Oh, but think how much even a weak try at that one, with its languid introductory verse and slowly cascading climax, would have enlivened Sinatra's late output! To hear that worn voice intone those enervated lines . . . . Gods may know their limits, but that needn't stop us mortals from wanting to see them tested.

Kaplan's anecdote doesn't clear up the question of the earlier attempts at "Lush Life," however--but fortunately, a coworker came to my rescue, lending me Charles L. Granata's beautifully illustrated, fascinating Sessions with Sinatra: Frank Sinatra and the Art of Recording (1999). Granata worked on the reissues of many of Sinatra's albums, and his book combines accounts from session principals with information gleaned from the unedited tapes of session after session, from the blown takes to spoken instructions to the banter among Sinatra, his arrangers, and the musicians. Granata notes in his introduction,
To sit in a modern studio and eavesdrop, fifty years after these moments occurred, is a delightfully eerie experience. In some cases, the conversations are so absorbing and the fidelity so true that you feel as though you are sitting among the musicians in the orchestra.
It's a book to sit with before and after you listen to Sinatra's greatest albums; it's hard to imagine any Frank fan who wouldn't come away richer for the experience. To take just one example: in recording "Nice and Easy," Sinatra at first had trouble with the little rhythmic jog that closes the song, "Nice and easy does it / [beat] every time." "Ah, ya dirty mother! That quarter rest is murder!" he exclaimed. And of more import: Granata discovered that the song's signature pre-coda homage to Basie, "Like the man said, One more time," turns out to be Sinatra's own idea. Along the way, he also experimented with closing tags, including "Just put your hand on it baby, that's all," "Slowly, baby," and "Isn't that better, baby?", all of which seem more suited to Jim Backus's "Delicious" than to the slow seduction of "Nice and Easy."

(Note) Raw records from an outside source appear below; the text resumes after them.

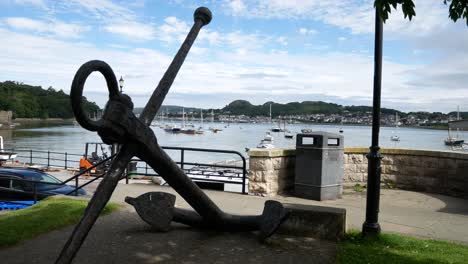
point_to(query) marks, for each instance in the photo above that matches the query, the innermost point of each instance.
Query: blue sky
(257, 50)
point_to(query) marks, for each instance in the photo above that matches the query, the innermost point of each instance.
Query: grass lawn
(390, 248)
(49, 214)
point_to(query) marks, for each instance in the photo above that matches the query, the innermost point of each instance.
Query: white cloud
(236, 6)
(173, 29)
(355, 15)
(306, 31)
(38, 3)
(282, 41)
(133, 30)
(102, 9)
(55, 27)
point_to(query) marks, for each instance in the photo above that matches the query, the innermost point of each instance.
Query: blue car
(15, 185)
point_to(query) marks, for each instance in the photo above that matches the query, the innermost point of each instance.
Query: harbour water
(238, 137)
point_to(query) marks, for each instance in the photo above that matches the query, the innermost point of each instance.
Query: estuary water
(238, 137)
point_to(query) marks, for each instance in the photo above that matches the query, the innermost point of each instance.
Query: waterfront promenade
(123, 237)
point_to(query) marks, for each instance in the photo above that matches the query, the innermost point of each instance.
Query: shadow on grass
(390, 248)
(47, 215)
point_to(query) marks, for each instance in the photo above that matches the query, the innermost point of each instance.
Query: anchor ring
(77, 87)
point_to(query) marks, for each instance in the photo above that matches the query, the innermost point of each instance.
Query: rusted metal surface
(120, 126)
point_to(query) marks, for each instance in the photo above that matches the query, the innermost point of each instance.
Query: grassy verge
(49, 214)
(390, 248)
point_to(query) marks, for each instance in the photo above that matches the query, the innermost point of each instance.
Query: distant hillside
(171, 109)
(26, 101)
(240, 107)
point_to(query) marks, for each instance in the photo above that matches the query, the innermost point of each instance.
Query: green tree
(458, 9)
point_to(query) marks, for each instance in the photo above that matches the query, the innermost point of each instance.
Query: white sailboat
(186, 129)
(200, 129)
(5, 155)
(287, 134)
(277, 128)
(454, 140)
(213, 128)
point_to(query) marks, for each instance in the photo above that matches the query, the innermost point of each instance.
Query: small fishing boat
(454, 141)
(266, 142)
(288, 134)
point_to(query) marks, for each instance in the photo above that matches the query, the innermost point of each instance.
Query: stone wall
(445, 172)
(271, 171)
(5, 117)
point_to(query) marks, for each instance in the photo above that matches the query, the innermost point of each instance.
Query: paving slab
(405, 212)
(122, 237)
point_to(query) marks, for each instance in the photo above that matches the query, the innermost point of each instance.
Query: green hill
(26, 101)
(242, 107)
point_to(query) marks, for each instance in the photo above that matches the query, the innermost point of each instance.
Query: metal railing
(36, 194)
(204, 172)
(198, 171)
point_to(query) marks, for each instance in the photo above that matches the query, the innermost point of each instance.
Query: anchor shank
(166, 81)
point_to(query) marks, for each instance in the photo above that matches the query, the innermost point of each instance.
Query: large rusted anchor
(120, 126)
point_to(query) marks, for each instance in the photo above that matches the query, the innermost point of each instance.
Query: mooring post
(371, 225)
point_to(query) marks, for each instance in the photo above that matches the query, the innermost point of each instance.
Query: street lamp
(371, 225)
(121, 81)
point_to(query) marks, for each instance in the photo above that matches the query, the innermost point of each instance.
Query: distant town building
(6, 117)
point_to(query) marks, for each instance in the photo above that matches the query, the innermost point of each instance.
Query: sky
(258, 50)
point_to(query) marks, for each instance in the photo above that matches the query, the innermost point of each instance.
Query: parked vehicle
(18, 184)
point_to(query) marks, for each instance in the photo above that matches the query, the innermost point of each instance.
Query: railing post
(182, 159)
(244, 173)
(76, 186)
(126, 176)
(34, 193)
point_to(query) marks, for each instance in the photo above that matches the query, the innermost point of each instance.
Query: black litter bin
(132, 169)
(319, 166)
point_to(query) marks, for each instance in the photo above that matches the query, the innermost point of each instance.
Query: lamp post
(371, 225)
(121, 82)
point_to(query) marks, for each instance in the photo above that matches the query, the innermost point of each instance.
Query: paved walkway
(123, 238)
(419, 214)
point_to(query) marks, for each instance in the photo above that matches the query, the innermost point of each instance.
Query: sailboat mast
(201, 116)
(183, 117)
(271, 120)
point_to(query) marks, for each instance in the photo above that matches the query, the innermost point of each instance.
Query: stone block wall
(271, 171)
(444, 172)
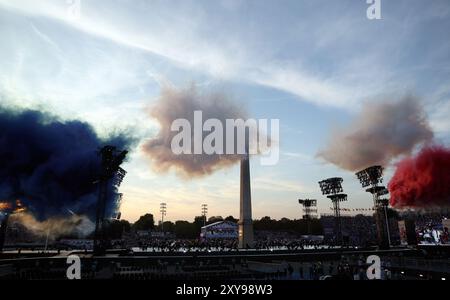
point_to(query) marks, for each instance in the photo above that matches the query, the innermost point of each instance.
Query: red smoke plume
(422, 181)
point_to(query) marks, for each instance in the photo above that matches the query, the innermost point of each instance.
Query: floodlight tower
(204, 213)
(309, 210)
(373, 176)
(3, 224)
(163, 211)
(333, 188)
(111, 175)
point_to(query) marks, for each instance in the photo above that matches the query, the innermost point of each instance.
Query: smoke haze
(51, 165)
(422, 181)
(378, 134)
(180, 104)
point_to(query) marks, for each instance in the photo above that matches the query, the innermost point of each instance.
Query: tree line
(191, 230)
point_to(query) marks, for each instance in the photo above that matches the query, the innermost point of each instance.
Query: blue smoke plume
(52, 165)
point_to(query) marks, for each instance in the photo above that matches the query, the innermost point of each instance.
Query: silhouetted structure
(372, 177)
(309, 210)
(245, 218)
(110, 174)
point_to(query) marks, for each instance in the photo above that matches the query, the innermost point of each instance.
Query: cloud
(174, 104)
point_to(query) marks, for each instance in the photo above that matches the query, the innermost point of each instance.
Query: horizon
(108, 66)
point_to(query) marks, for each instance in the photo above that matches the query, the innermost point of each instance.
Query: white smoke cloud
(176, 104)
(381, 132)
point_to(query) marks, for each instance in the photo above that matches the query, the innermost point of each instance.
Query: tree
(145, 222)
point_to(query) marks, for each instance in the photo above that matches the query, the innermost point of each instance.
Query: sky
(311, 64)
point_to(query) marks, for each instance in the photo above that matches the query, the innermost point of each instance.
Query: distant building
(220, 230)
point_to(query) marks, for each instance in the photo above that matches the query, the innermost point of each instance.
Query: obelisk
(245, 218)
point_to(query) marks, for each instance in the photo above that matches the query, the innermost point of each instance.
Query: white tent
(221, 230)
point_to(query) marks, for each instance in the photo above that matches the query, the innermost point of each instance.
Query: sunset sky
(310, 64)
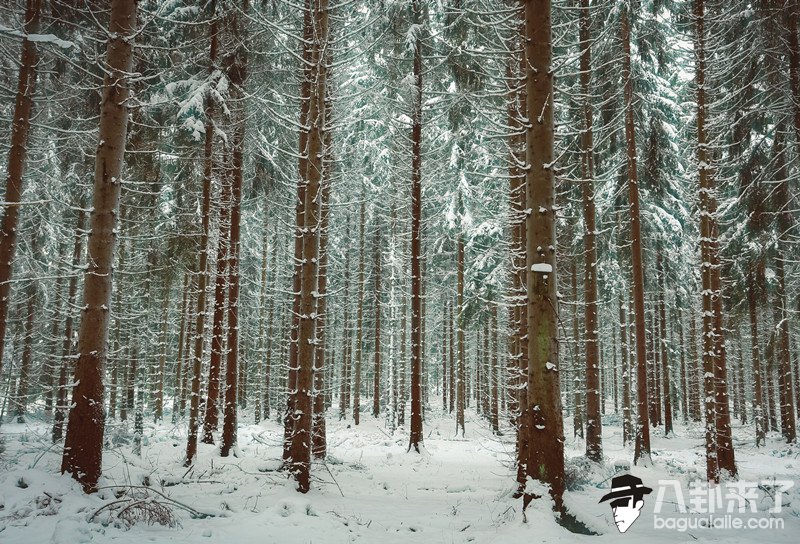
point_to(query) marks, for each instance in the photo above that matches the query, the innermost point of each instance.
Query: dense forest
(246, 243)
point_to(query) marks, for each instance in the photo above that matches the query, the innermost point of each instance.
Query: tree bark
(376, 386)
(202, 269)
(236, 68)
(722, 459)
(83, 447)
(594, 438)
(642, 448)
(359, 320)
(417, 316)
(545, 455)
(17, 155)
(301, 437)
(461, 371)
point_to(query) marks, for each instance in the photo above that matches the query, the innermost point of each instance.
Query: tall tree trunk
(211, 419)
(158, 410)
(713, 336)
(627, 429)
(642, 449)
(20, 133)
(202, 282)
(83, 447)
(545, 455)
(319, 446)
(344, 386)
(359, 320)
(27, 343)
(461, 371)
(758, 395)
(577, 413)
(494, 372)
(236, 68)
(785, 224)
(665, 374)
(417, 316)
(66, 349)
(594, 438)
(376, 389)
(301, 437)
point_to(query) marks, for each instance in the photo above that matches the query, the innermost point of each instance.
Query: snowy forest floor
(369, 490)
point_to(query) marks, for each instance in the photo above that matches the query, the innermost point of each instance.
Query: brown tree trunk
(451, 355)
(50, 368)
(200, 317)
(211, 419)
(359, 320)
(785, 223)
(627, 429)
(376, 386)
(594, 438)
(545, 455)
(577, 413)
(319, 446)
(344, 385)
(461, 371)
(642, 449)
(301, 436)
(758, 395)
(178, 402)
(444, 355)
(25, 384)
(236, 68)
(415, 438)
(83, 447)
(158, 410)
(20, 133)
(717, 429)
(665, 376)
(494, 372)
(401, 415)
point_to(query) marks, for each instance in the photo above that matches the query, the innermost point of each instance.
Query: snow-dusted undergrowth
(369, 490)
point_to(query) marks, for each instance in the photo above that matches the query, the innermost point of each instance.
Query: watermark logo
(742, 504)
(627, 499)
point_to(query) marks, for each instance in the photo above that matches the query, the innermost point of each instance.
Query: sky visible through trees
(284, 232)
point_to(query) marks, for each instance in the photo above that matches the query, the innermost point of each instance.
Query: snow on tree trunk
(83, 447)
(17, 154)
(545, 450)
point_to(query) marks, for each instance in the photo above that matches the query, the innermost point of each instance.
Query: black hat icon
(626, 486)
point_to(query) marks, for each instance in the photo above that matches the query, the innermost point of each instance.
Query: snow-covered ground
(369, 490)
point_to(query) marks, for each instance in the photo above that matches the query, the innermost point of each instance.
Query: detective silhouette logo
(742, 504)
(627, 499)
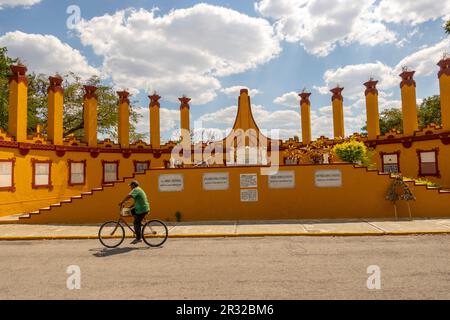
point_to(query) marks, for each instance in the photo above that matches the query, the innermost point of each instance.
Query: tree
(5, 62)
(73, 103)
(389, 119)
(430, 111)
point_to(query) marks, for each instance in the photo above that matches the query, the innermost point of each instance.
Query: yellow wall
(26, 199)
(124, 124)
(373, 118)
(409, 160)
(361, 196)
(55, 117)
(90, 121)
(338, 118)
(409, 109)
(444, 81)
(306, 122)
(17, 121)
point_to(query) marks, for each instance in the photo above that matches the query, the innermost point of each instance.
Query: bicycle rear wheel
(111, 234)
(155, 233)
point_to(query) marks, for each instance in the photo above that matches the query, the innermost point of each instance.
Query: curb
(240, 235)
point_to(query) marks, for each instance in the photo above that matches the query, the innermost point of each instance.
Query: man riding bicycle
(140, 210)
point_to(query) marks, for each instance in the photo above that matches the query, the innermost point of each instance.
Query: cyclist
(140, 210)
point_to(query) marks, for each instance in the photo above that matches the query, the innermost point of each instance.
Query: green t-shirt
(140, 200)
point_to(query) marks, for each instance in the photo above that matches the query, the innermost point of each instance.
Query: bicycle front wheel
(111, 234)
(155, 233)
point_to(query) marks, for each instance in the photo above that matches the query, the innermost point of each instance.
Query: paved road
(230, 268)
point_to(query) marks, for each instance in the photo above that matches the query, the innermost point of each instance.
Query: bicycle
(112, 233)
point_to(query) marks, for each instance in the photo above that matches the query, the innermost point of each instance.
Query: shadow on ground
(105, 252)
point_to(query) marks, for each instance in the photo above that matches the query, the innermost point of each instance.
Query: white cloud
(424, 61)
(17, 3)
(182, 52)
(413, 11)
(234, 91)
(352, 78)
(169, 122)
(287, 122)
(319, 25)
(46, 54)
(289, 99)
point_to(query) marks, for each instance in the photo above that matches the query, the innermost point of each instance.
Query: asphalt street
(410, 267)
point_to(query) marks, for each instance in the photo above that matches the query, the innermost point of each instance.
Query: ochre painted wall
(409, 160)
(362, 195)
(26, 199)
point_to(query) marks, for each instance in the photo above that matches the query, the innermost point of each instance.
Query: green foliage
(399, 190)
(5, 62)
(430, 111)
(352, 151)
(389, 119)
(107, 115)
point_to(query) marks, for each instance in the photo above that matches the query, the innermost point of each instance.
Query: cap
(134, 183)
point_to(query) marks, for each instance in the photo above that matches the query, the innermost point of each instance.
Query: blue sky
(209, 50)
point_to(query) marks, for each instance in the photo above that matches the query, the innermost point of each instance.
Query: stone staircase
(24, 217)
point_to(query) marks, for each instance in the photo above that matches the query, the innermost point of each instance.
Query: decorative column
(154, 121)
(55, 98)
(409, 102)
(444, 84)
(184, 120)
(18, 91)
(338, 112)
(373, 117)
(305, 111)
(90, 116)
(124, 119)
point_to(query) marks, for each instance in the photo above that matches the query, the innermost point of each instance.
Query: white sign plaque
(249, 180)
(216, 181)
(249, 195)
(170, 182)
(282, 180)
(328, 178)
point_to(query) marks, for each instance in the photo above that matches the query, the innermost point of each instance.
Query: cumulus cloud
(285, 123)
(17, 3)
(424, 61)
(352, 77)
(413, 12)
(234, 91)
(169, 122)
(185, 51)
(46, 54)
(319, 25)
(289, 99)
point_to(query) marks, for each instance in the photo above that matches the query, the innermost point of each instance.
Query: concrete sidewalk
(347, 227)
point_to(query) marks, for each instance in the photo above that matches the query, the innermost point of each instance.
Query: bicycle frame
(121, 220)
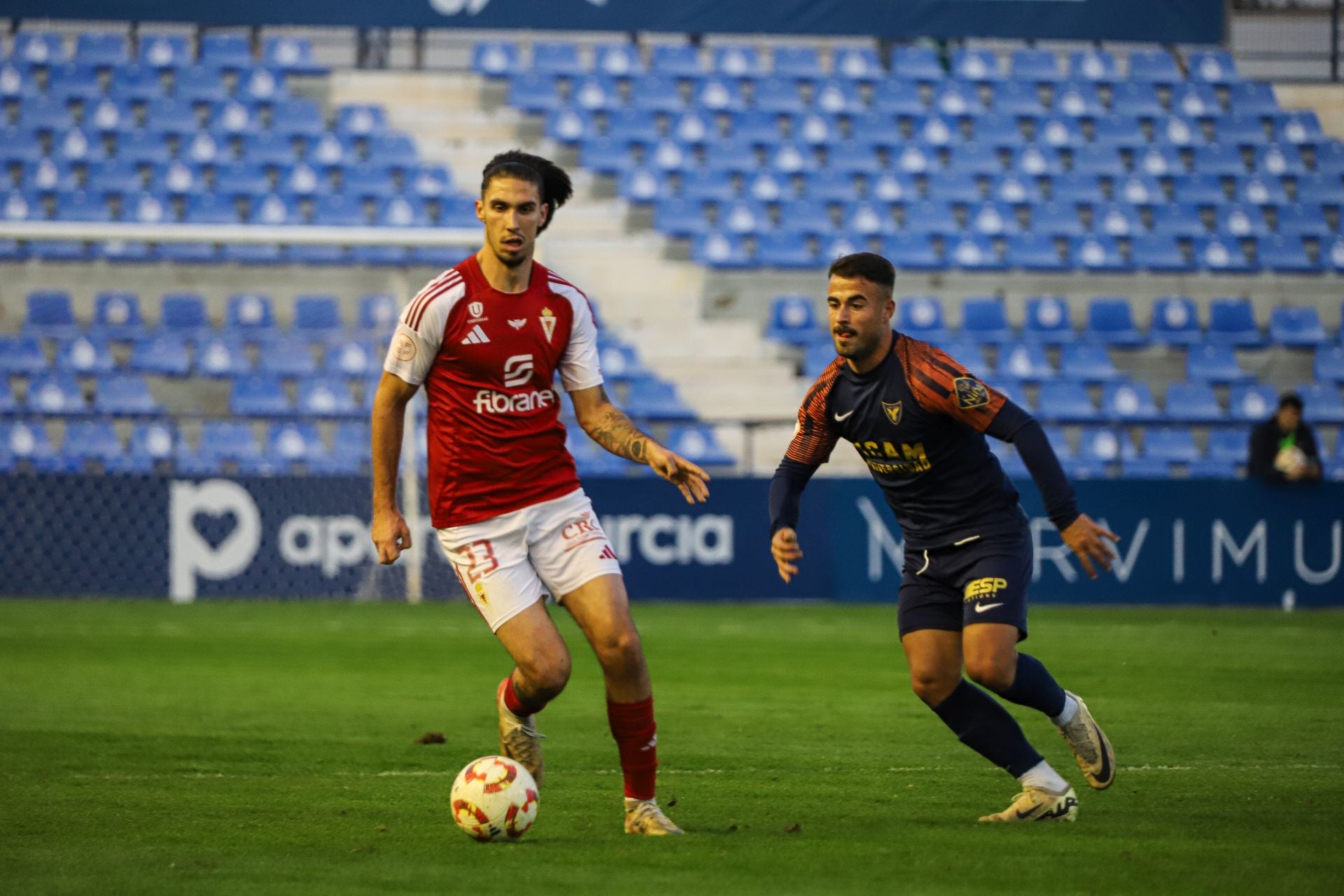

To return to "Lush Life": Granata confirms that it was planned as the eighth song at a May 29, 1958 session for Only the Lonely, but was scrapped, "possibly owing to the fatigue of such a long session." But Granata also makes the strong point that the intricate, out-of-meter piano introduction wouldn't have meshed well with the elegant, late-night simplicity of Bill Miller's playing on the album's standout track, "One for My Baby." Add in the complexity of the vocal line--Granata quotes Nelson Riddle saying, "It's a rather complicated song, and I think Frank would have been momentarily put off by all the changes that had to go on."--and it seems like it was just too much for the tired singer. A few failed takes and the song was tabled:
"Put it aside for a minute," someone (possibly [Leonard] Slatkin says, and Sinatra sarcastically retorts, "Put it aside for about a year!"
And thus, through, it seems, no fault of Ava after all, ended Sinatra's attempts at "Lush Life."

Mine, however, are ongoing. I've been practicing it in the shower for years, and one of my few (always modest) goals in life is to get to where I can play it on the piano and sing along without making friends and spouse too obviously want to leave the room. I'm young yet . . . and despite my love of the song's alcohol-soaked ennui, far from weary enough to give up.